[Isolation, culture and identification of sheep multinucleated chorionic trophoblast cells].

OBJECTIVE

To develop a set of methods for isolating and culturing sheep multinucleated chorionic trophoblast cells and identify them.

METHODS

Trophoblast cells were isolated and cultured by two-step digestion of trypsin and collagenase, and observed under an inverted phase-contrast microscope. They were further identified through conventional HE staining, immunohistochemical staining and transmission electron microscopy.

RESULTS

Under an inverted phase-contrast microscope, the obtained trophoblast cells exhibited epithelioid and sheet-like spreading growth with binuclear or multinuclear. The multinucleated trophoblast cytoplasm from the sheep placental cotyledons and the slides of the trophoblast cells were all stained brown and exhibited positive reactivity by immunohistochemical staining with cytokeratin antibodies.

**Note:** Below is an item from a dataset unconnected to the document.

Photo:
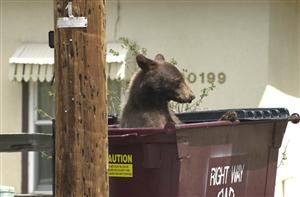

Also abundance of microvilli on surface of cells, together with intracytoplasmic vacuoles, microfilament and lipid droplets were observed under a transmission electron microscope.

CONCLUSION

Two-step digestion of trypsin and collagenase has been established for the isolation and cultivation of sheep multinucleated trophoblast cells, and using it, we obtained sheep multinucleated chorionic trophoblast cells with a high purity and biological activity.